School for Conflict Analysis and Resolution

Abstract

This paper attempts to provide a normative basis for mediation that will hopefully complicate our ethical understanding of this practice. Specifically, I will elaborate a critique of ‘recognition,’ following Oliver (2000), which will allow me to build on the ‘relational transformation’ ethic at the base of the transformative model of mediation, advanced by Bush and Folger. Drawing on Oliver, I will argue that recognition is a concept, anchored in the Enlightenment, that paradoxically reduces rather than enables us to be present to Others, by requiring their strangeness/difference in order to constitute ourselves as whole. In place of this concept, I will offer the process of ‘witnessing’ as a discursive process whereby we constitute the subjectivity of the other and ourselves in the process. Further, drawing on Foucault (1980) and Jabri (1998), I will argue that the ethics of witnessing is not pragmatic in nature, but rather aesthetic, for it is the aesthetic that allows for the creation of a normative model for assessing narrative practice.
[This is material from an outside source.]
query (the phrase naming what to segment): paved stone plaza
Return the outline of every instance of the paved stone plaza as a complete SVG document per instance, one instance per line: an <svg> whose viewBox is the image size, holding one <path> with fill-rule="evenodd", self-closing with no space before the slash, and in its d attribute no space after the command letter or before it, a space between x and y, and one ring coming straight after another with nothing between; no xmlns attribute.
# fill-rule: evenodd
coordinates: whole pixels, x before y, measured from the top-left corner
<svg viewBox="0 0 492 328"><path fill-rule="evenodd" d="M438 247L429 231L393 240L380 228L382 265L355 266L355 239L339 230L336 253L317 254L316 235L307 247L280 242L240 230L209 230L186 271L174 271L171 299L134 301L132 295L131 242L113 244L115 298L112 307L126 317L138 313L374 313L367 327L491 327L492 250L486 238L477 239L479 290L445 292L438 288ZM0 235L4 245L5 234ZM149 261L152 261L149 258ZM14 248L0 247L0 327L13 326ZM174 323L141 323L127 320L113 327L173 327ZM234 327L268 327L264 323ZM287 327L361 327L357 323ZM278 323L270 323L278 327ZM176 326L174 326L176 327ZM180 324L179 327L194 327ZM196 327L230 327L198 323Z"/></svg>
Finally, drawing on Appreciative Inquiry and the literature on circular questions, I will provide a description of this aesthetic ethics in terms of practice in discourse, suggesting that the mode of inquiry fostered by the mediator is ethical if/when it destabilizes existing narrative and opens up uncertainty, while, at the same time, inviting elaboration of reversals in narrative trajectories. Ultimately, my aim is to elaborate a normative theory for mediation that is anchored in the practice of witnessing and suggestive of an aesthetic of narrative. While this will not dispel the spectre of the critique that Fiss invoked, it may provide some incantations that can be used to shift the grounds on which the discussion takes place, contributing both to our collective reflection and to our ethics of practice.”